• Steve

How God Creates True Kindness






Whoever is righteous has regard for the life of his beast, but the mercy of the wicked is cruel. (Proverbs 12:10)


How do you distinguish between a good person and bad one? It isn’t always easy to tell on the surface – people can posture to look good rather than actually be good. One important clue comes from observing whether they are compassionate to others even when they have nothing to gain. As the comedian Dave Barry noted, “Someone who is nice to you but rude to the waiter is not a nice person.”


Proverbs says that the righteous person is compassionate “for the life of his beast.” That is, the righteous man shows kindness even for creatures who are completely at his mercy. This is because kindness is deeply rooted in his character – it is his default mode of being. Conversely, the wicked person has a sort of anti-compassion; in Proverbs’ chilling phrase, “his mercy … is cruel,” which is to say, he will use those who cannot defend themselves for his own ends.


This ideal of pure kindness toward others is vividly illustrated in J. R. R. Tolkien’s Lord of the Rings trilogy. The mysterious character Tom Bombadil, who represents the innocence and goodness of the earth, is completely immune to the power of evil. Every other character in the story – even the noble ranger Aragorn and wise wizard Gandalf – are at risk of succumbing to the terrifying Ring of Power, which amplifies even the smallest evil desires in the hearts of those who wear it.


But Bombadil different: the Ring has no effect on him because he is righteous all the way down to the core of his being. Tolkien portrays Bombadil caring for the needs of the forest – just because that’s what trees and plants need. Bombadil saves the hobbits on their journey – just because they needed saving. Bombadil sings constantly of the beauty of creation – just because it’s worth singing about. In short, he loves the creatures around him just because of who they are in themselves. His actions have nothing to do with magnifying himself, but only in showing each creature the kind of kindness it needs.


This ideal of showing kindness to others for no other reason than to bless them is a subtle but crucial part of growing as a Christian. When Martin Luther discussed how radical God’s grace is for us, he explained it this way: If God has saved us completely by his gift, then we do not need to do good works for our own benefit, because Christ has already rescued us. We also do not need to do good works for God’s benefit, because he is already infinitely mighty, wealthy, and happy.


But if we do not need to do good works for ourselves (because Christ saves us) and we do not need to do them for God (because he is already infinitely satisfied), then for whom do we do good works? The only possible answer is that we do them for our neighbor for his own sake. We love our neighbor – just because he’s worth loving.
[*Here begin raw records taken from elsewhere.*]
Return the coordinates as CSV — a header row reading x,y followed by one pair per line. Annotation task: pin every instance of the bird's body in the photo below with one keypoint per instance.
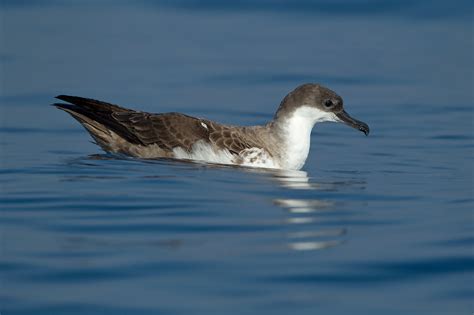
x,y
282,143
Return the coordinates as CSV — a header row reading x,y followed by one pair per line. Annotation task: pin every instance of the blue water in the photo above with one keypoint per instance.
x,y
372,225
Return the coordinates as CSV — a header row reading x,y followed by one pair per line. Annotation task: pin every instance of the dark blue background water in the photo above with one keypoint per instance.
x,y
374,225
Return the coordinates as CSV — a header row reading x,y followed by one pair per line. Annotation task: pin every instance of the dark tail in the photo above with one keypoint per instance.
x,y
97,117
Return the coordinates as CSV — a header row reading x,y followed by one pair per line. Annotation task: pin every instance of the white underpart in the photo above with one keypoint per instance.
x,y
297,135
202,151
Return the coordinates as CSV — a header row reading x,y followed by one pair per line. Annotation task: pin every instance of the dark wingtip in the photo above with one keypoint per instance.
x,y
63,97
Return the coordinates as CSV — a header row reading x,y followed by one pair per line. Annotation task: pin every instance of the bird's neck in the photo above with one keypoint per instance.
x,y
294,133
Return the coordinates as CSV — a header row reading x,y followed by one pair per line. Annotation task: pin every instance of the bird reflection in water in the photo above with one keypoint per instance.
x,y
307,216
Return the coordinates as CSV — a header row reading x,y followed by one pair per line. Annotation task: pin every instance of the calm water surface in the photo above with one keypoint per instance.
x,y
372,225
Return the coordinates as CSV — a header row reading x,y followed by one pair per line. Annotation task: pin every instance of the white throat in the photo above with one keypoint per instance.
x,y
296,134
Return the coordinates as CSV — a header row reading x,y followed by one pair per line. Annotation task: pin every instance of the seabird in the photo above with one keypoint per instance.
x,y
283,143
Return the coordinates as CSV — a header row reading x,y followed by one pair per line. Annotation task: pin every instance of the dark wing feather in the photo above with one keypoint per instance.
x,y
168,130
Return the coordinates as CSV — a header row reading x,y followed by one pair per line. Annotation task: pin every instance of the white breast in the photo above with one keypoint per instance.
x,y
296,134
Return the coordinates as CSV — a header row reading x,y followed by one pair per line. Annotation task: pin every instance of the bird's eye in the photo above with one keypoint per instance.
x,y
328,103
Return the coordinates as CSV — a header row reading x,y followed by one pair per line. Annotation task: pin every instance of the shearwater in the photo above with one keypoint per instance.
x,y
283,143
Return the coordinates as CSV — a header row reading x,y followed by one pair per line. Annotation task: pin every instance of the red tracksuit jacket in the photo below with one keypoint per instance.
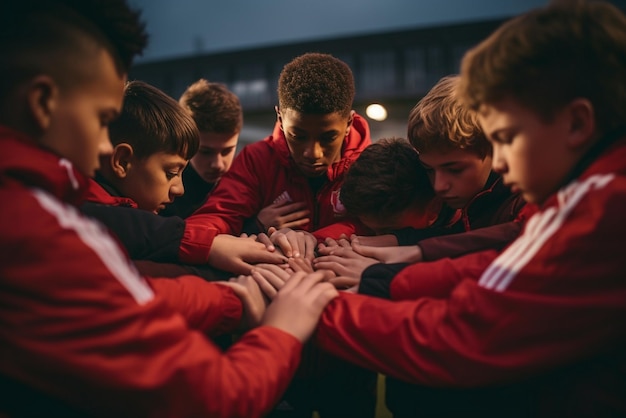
x,y
81,331
554,300
262,172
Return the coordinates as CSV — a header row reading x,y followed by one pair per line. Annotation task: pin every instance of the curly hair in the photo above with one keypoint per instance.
x,y
55,36
385,179
318,84
214,108
550,56
152,122
441,122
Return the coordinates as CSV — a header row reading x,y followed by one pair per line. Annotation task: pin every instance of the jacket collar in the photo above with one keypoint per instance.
x,y
26,162
356,141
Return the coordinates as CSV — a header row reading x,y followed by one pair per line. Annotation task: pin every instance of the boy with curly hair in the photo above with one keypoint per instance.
x,y
81,333
302,164
539,331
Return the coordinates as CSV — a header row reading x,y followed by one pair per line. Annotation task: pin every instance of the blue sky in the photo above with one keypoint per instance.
x,y
181,28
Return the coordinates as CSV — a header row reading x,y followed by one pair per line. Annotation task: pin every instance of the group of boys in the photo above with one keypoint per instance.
x,y
476,302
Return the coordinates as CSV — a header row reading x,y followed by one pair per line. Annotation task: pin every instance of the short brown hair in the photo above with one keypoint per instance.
x,y
152,122
546,58
213,107
316,84
441,122
386,179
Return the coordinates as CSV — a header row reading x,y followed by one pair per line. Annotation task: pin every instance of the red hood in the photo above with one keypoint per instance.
x,y
356,141
25,161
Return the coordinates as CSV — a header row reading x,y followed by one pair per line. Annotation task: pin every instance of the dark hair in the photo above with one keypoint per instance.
x,y
214,108
152,122
54,36
385,179
442,122
316,84
546,58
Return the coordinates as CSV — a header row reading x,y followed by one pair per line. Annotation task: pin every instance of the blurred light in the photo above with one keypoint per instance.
x,y
376,112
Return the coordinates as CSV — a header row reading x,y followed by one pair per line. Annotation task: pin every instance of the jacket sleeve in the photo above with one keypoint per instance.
x,y
80,325
145,235
235,198
208,307
492,237
560,294
438,278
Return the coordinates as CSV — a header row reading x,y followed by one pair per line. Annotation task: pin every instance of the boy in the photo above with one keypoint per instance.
x,y
219,118
316,138
81,333
387,189
454,151
541,329
153,138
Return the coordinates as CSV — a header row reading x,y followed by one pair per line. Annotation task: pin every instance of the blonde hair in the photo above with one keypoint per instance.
x,y
442,122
This is a tremendously liberating message, yet one that I find hard to hold in the forefront of my mind. The fact is that I am constantly doing good deeds out of mixed motives – partly for others, but also partly for my sense of self-importance, or out of fear of not being good enough, or out of a desire to be perceived as noble, or out of anxiety of needing to prove myself to God.


But Christianity gives us a better way. It says that, with Tom Bombadil, you can stop worrying about yourself altogether. God is pleased with you because of what Jesus has done for you, and that frees you to think about other people for their own good. You can show them the kind of kindness they need without giving a fig for what that kindness does or doesn’t do for you. Having been showered in the kindness of God, you can now give kindness away to your neighbor for no other reason than that he’s worth loving.


God, please show me how free I am because of what Christ has done. Help me to think less of myself and more of others, to love them for their own sake. By your Spirit, transform my thinking today. In Christ’s Name, Amen.